Dans l’affaire Nordahl Lelandais, où les corps des victimes ont également séjourné plusieurs mois dans des massifs boisés et escarpés, l’examen des restes du caporal Arthur Noyer et de la petite Maëlys avaient été au cœur des investigations. "Je sais que dans la montagne, c’est l’endroit le plus approprié pour déposer une personne tuée", avait expliqué l’ancien militaire pendant l’enquête.

Comme dans le cas d’Émile, c’est bien le crâne du caporal Noyer qui avait d’abord été retrouvé par un randonneur, en septembre 2017, soit six mois après la disparition du jeune militaire, pris en stop à Chambéry par Nordahl Lelandais. Mais ce crâne était dans la forêt de Cruet, en contrebas et loin du lieu où son meurtrier avouera ensuite avoir déposé son corps, dans un col, à une douzaine de mètres d’une route très fréquentée par les cyclistes. Il faudra plusieurs jours de recherches aux gendarmes pour retrouver le reste du squelette.
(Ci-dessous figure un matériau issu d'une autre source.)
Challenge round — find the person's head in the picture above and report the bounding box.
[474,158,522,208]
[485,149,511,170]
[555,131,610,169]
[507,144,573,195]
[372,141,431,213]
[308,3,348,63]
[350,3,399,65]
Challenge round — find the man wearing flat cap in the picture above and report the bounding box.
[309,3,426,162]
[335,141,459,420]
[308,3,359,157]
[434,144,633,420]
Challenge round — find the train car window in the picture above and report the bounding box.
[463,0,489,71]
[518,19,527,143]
Des ossements éparpillés par les animaux

"Les ossements avaient été éparpillés sur plusieurs dizaines de mètres carrés par les animaux. Le squelette ne pourra être totalement reconstitué", avaient témoigné les gendarmes à la cour d’assises de Savoie, en mai 2021. Un spécialiste en anthropologie avait précisé que "le délai pour avoir un état squelettisé est de plusieurs mois" et expliqué la difficulté alors posée pour déterminer la cause de la mort : "Il y a un élément clé, qui est l’examen externe du corps, qui permet des mises en perspective avec des lésions qu’on retrouve en profondeur. Sans cet examen cutané, on est déjà extrêmement limité".

Les experts avaient toutefois pu relever des traces de fracture au niveau du nez et de l’arrière du crâne, pouvant correspondre aux violents coups de poing que Lelandais a reconnu avoir donnés, mais sans exclure qu’elles aient pu avoir été causées par une chute.

La même situation était posée dans l’affaire Maëlys. Le corps de la petite fille, enlevée et tuée le 27 août 2017 à Pont-de-Beauvoisin (Isère), n’avait été découvert que le 14 février 2018, dans une forêt à plusieurs dizaines de kilomètres de là. Les gendarmes avaient fait "plusieurs ratissages en mars et en avril, où l’on a retrouvé des os et des vêtements éparpillés sur plusieurs dizaines de mètres", avait témoigné l’un d’eux aux assises de l’Isère, en février 2022.

Là encore, l’expert en anthropologie avait déploré "l’absence de revêtement cutané, puisque la peau est la mémoire des lésions traumatiques du corps", qui permet aussi de dater les blessures.

La mandibule brisée de Maëlys avait permis de confirmer la violence des coups qu’avait avoués son bourreau. Mais l’état squelettique du corps avait empêché les experts de déterminer un éventuel "temps de survie ou d’agonie", ainsi que de se prononcer sur d’éventuels sévices sexuels subis par l’enfant enlevée et tuée.

Hormis un rebondissement d’enquête toujours possible, impliquant l’intervention d’un tiers, il va donc falloir s’armer de patience pour en savoir plus sur la mort d’Émile. Les recherches pour retrouver l’essentiel de ses restes risquent de durer et l’examen, ensuite, en laboratoire, de ses ossements pourrait prendre plusieurs mois, sans garantie de déboucher sur une conclusion précise.